Według niepotwierdzonego przez Ministerstwo Skarbu Państwa, ale pochodzącego z wiarygodnych źródeł scenariusza konsolidacja miała polegać na równoległych procesach łączenia PGE z Energą oraz Tauronu z Eneą.
– Nie przedstawiliśmy jeszcze oficjalnej propozycji MSP dotyczącej koncepcji integracji energetyki – przekazał „Rzeczpospolitej" minister skarbu. Odniósł się tym samym do stwierdzeń wygłoszonych wcześniej w „Sygnałach Dnia". Na antenie radiowej Jedynki stwierdził bowiem, że nie ma dziś takiego projektu jak połączenia PGE i Energi. – Mówimy o integracji. A ta polega na tym, że prawa korporacyjne będą wykonywane nie przez Skarb Państwa, lecz przez inną grupę energetyczną – dodał Karpiński.

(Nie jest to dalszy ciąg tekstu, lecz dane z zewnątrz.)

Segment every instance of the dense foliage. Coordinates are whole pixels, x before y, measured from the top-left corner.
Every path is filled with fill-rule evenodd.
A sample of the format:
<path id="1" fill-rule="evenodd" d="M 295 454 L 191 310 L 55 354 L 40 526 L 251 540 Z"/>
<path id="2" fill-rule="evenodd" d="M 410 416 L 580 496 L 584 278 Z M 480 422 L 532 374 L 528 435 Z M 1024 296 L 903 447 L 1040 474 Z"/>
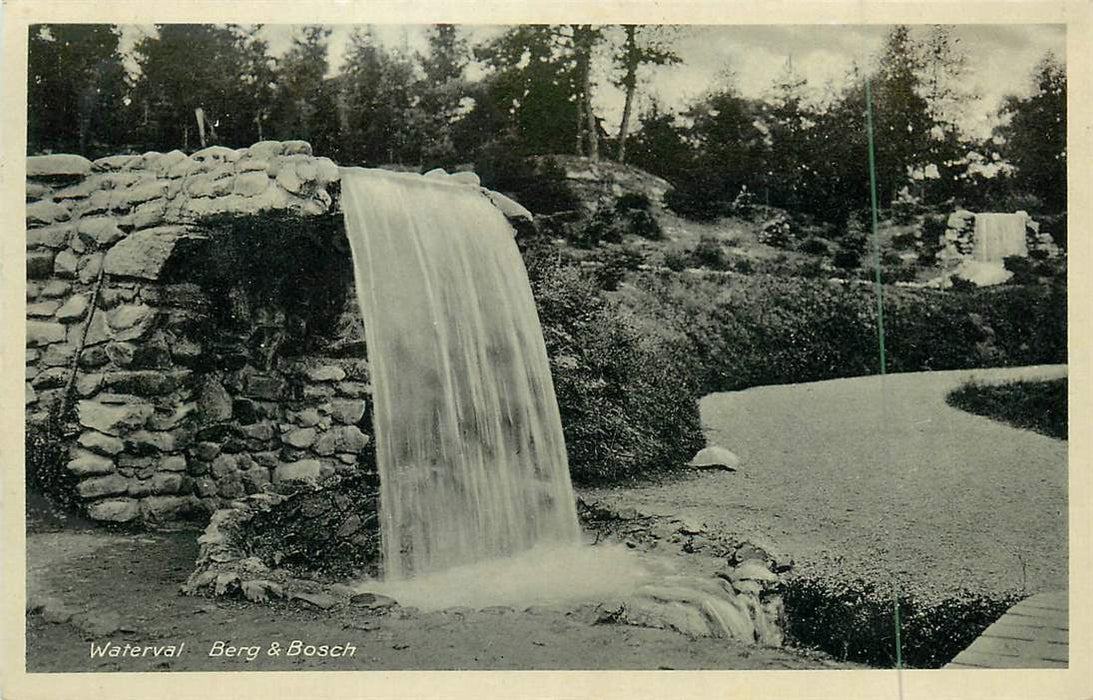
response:
<path id="1" fill-rule="evenodd" d="M 640 332 L 591 276 L 549 249 L 526 258 L 573 479 L 622 482 L 690 459 L 703 445 L 697 387 L 678 349 Z"/>
<path id="2" fill-rule="evenodd" d="M 945 401 L 976 416 L 1067 439 L 1067 380 L 968 384 L 947 396 Z"/>
<path id="3" fill-rule="evenodd" d="M 463 30 L 435 25 L 418 54 L 357 27 L 331 74 L 330 32 L 320 26 L 296 27 L 274 57 L 257 26 L 156 25 L 122 56 L 117 27 L 37 25 L 28 148 L 94 156 L 303 138 L 346 165 L 415 167 L 498 152 L 602 155 L 667 178 L 670 206 L 686 217 L 731 213 L 747 190 L 839 225 L 867 199 L 868 81 L 882 207 L 1066 209 L 1066 71 L 1050 55 L 1031 90 L 1001 105 L 989 138 L 963 128 L 974 97 L 967 56 L 943 26 L 891 27 L 873 68 L 824 89 L 787 62 L 761 98 L 722 77 L 690 104 L 646 100 L 638 114 L 644 73 L 680 60 L 677 33 L 532 24 L 472 46 Z M 596 113 L 606 82 L 624 91 L 619 124 Z"/>
<path id="4" fill-rule="evenodd" d="M 940 600 L 900 595 L 902 661 L 940 668 L 1021 599 L 961 591 Z M 821 649 L 842 661 L 895 666 L 895 600 L 874 583 L 798 576 L 783 592 L 790 643 Z"/>
<path id="5" fill-rule="evenodd" d="M 679 348 L 678 372 L 703 392 L 878 371 L 868 284 L 769 275 L 639 273 L 620 293 L 643 334 Z M 890 372 L 1066 362 L 1066 288 L 966 293 L 889 288 Z"/>

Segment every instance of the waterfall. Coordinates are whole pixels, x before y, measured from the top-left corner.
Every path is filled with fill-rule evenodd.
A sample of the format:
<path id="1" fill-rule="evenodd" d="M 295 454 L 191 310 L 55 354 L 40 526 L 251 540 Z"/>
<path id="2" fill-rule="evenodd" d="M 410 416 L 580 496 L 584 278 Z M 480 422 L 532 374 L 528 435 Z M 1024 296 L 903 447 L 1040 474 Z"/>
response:
<path id="1" fill-rule="evenodd" d="M 1023 213 L 976 214 L 972 259 L 980 262 L 1001 262 L 1011 255 L 1022 257 L 1029 255 L 1025 244 L 1025 215 Z"/>
<path id="2" fill-rule="evenodd" d="M 385 576 L 578 542 L 546 349 L 508 222 L 466 184 L 343 168 L 341 186 Z"/>

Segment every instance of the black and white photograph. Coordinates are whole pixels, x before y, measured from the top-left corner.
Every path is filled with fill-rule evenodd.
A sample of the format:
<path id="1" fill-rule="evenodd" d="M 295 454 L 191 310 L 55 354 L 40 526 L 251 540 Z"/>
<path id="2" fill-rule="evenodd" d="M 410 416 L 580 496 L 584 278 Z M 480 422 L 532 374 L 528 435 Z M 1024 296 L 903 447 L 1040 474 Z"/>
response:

Minister nie daje jednoznacznej odpowiedzi na pytanie, kiedy poznamy szczegóły planu konsolidacji sektora. – Zrobimy to, gdy będziemy gotowi w stu procentach. To bardzo ważny proces, będzie miał wpływ na rynek energii w Polsce na następne kilkadziesiąt lat, dlatego pośpiech jest niewskazany – mówi nam Karpiński.
Na razie resort zamierza się skupić na sytuacji w górnictwie. Resort niedawno przejął nadzór nad spółkami węglowymi od Ministerstwa Gospodarki. – Koncentrujemy się na ich naprawie. Nie chcemy łączyć tych dwóch procesów – tłumaczy szef MSP.
Zaznacza jednocześnie, że konsolidacja energetyki jest niezbędna i trzeba będzie ją przeprowadzić. – Będzie to proces długotrwały, ale poprawi bezpieczeństwo energetyczne Polski i podniesie konkurencyjność polskich firm na rynku europejskim – dodaje Karpiński. Podkreśla, że niemal nikt nie kwestionuje potrzeby integracji branży, choć toczyła się dyskusja o jej modelu.